Kaspersky Lab has some 2,200 staff - around 1,500 of whom work at the HQ. Last month, silicon.com was able to take a tour of the facility.
Pictured here is the door to the Research and Development Department, with its sign in Russian.
Kaspersky Lab has about 800 staff working in research and development worldwide.
The Moscow R&D department houses Kaspersky Lab's content- filtering group, which includes spam analysts, developers, parental control and anti-phishing units, totalling more than 50 workers.
This is the virus lab. Kaspersky Lab affectionately calls its antivirus researchers 'woodpeckers', because their job is to peck bugs and worms out of software.
Globally, Kaspersky Lab has around 100 staff in its anti-malware research team.
The screens behind Alexey Malanov, head of malware stream control at Kaspersky Lab, show the number of virus samples received, which virus analyst is working on them, and how many updates have been sent out to customers to protect them against new variants.

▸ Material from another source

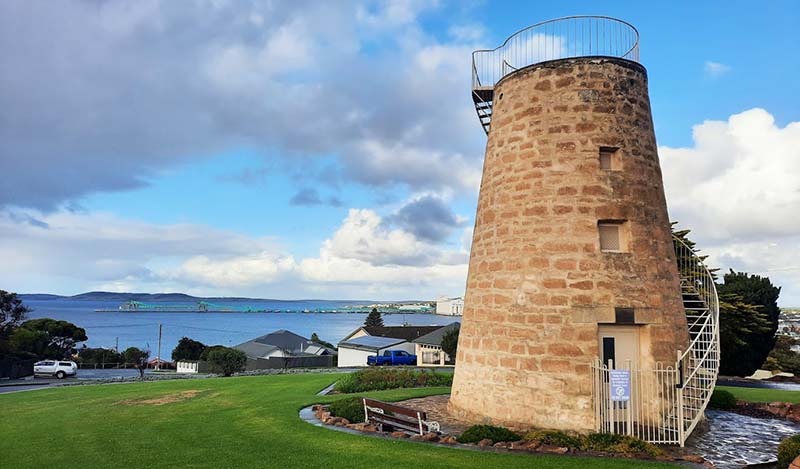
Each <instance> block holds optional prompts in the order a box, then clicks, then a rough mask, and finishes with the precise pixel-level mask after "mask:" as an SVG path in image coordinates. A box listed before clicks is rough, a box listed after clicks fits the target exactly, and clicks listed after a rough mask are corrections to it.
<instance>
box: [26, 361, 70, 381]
mask: <svg viewBox="0 0 800 469" xmlns="http://www.w3.org/2000/svg"><path fill="white" fill-rule="evenodd" d="M33 374H34V376H43V375H46V376H55V377H56V378H58V379H64V378H66V377H67V376H75V375H77V374H78V364H77V363H75V362H68V361H62V360H42V361H40V362H36V363H34V364H33Z"/></svg>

About 90 per cent of viruses are handled by the automatic systems that build the antivirus updates.
However, especially interesting or complicated viruses are assigned to the human virus analysts, who work in 12-hour shifts to ensure someone is always on duty to check on new malware.
The Moscow headquarters also houses Kaspersky's anti-spam operations, seen here. Pictured above is Maria Namestnikova, senior spam analyst.
On this screen a red dot means the country has more than 100 IP addresses spreading spam. According to Kaspersky Lab researchers, the amount of spam being sent by machines in the US has declined considerably since the summer.
Inside this isolated iron-clad room, mobile Bluetooth viruses are examined. However, the amount of new Bluetooth malware is on the wane. The most widespread mobile malware nowadays is SMS-based Trojans.